La SAS SIM AUTOMOBILES, partie perdante, sera condamnée aux dépens de l’instance.
* Sur les frais irrépétibles
Il résulte des dispositions de l’article 700 du code de procédure civile que le juge condamne la partie tenue aux dépens ou qui perd son procès à payer à l’autre partie la somme qu’il détermine, au titre des frais exposés et non compris dans les dépens.
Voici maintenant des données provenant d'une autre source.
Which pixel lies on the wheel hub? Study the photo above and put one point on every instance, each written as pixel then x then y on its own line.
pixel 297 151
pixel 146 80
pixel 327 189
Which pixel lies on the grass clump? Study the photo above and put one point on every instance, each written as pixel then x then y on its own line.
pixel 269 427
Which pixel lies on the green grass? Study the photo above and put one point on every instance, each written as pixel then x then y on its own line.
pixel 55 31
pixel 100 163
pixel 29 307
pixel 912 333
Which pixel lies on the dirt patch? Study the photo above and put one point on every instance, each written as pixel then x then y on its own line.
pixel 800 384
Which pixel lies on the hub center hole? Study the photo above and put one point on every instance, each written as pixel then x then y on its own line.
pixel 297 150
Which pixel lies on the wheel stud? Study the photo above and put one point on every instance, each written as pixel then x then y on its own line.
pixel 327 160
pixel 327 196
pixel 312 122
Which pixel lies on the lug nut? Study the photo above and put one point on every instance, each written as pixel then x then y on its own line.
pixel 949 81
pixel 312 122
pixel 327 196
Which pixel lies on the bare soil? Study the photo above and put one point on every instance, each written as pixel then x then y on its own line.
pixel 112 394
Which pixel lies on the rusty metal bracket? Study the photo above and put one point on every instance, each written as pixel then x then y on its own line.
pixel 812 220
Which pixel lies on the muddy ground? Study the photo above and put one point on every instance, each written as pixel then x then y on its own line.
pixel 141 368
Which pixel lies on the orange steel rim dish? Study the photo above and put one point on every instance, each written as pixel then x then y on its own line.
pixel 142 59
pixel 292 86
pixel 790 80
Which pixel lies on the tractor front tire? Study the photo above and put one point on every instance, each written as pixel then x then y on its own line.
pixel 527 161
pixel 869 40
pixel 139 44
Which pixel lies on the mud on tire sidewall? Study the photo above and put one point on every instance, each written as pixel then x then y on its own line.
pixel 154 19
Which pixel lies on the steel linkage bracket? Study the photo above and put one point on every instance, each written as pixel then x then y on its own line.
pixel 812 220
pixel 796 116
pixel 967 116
Dans tous les cas, le juge tient compte de l’équité ou de la situation économique de la partie condamnée. Il peut, même d’office, pour des raisons tirées des mêmes considérations, dire qu’il n’y a pas lieu à ces condamnations. Les parties peuvent produire les justificatifs des sommes qu’elles demandent.
La SAS SIM AUTOMOBILES est condamnée aux dépens. Il y a lieu de la condamner à payer à M. [L] la somme de 1000 euros sur le fondement de l’article 700 du code de procédure civile.
* Sur l’exécution provisoire
Conformément à l’article 514 du code de procédure civile, les décisions de première instance sont de droit exécutoire à titre provisoire à moins que la loi ou la décision rendue n’en dispose autrement.
En l’espèce, compte tenu de la nature du litige et en l’absence de dispositions légales contraires, l’exécution provisoire est de droit et il n’y a pas lieu de l’écarter.
PAR CES MOTIFS,
Le Tribunal, statuant publiquement, par mise à disposition au greffe, par jugement réputé contradictoire et en premier ressort,
PRONONCE la résolution du contrat de vente conclu entre la SAS SIM AUTOMOBILES et M. [L] [F] le 16 septembre 2023 portant sur le véhicule PEUGEOT modèle 308 immatriculé [Immatriculation 1] ;
CONDAMNE la SAS SIM AUTOMOBILES à rembourser à M. [L] [F] la somme de 7990 euros correspondant aux prix de vente dudit véhicule ;
ORDONNE à M. [L] [F] de restituer à la SAS SIM AUTOMOBILES le véhicule PEUGEOT modèle 308 immatriculé [Immatriculation 1] aux frais de la SAS SIM AUTOMOBILES ;
CONDAMNE la SAS SIM AUTOMOBILES à payer à M. [L] [F] la somme de 1200 euros au titre du préjudice de jouissance ;
DEBOUTE M. [L] [F] de sa demande au titre du préjudice moral et de sa demande au titre du préjudice matériel ;
CONDAMNE la SAS SIM AUTOMOBILES à payer à M. [L] [F] la somme de 1000 euros sur le fondement de l’article 700 du code de procédure civile ;
CONDAMNE la SAS SIM AUTOMOBILES aux entiers dépens ;
RAPPELLE que l’exécution provisoire est de droit et DIT n’y avoir lieu à l’écarter.
Ainsi jugé et prononcé par mise à disposition du jugement au greffe du tribunal, le 04 février 2025, les parties en ayant été préalablement avisées dans les conditions prévues au deuxième alinéa de l’article 450 du code de procédure civile, la minute étant signée par le juge et par la greffière.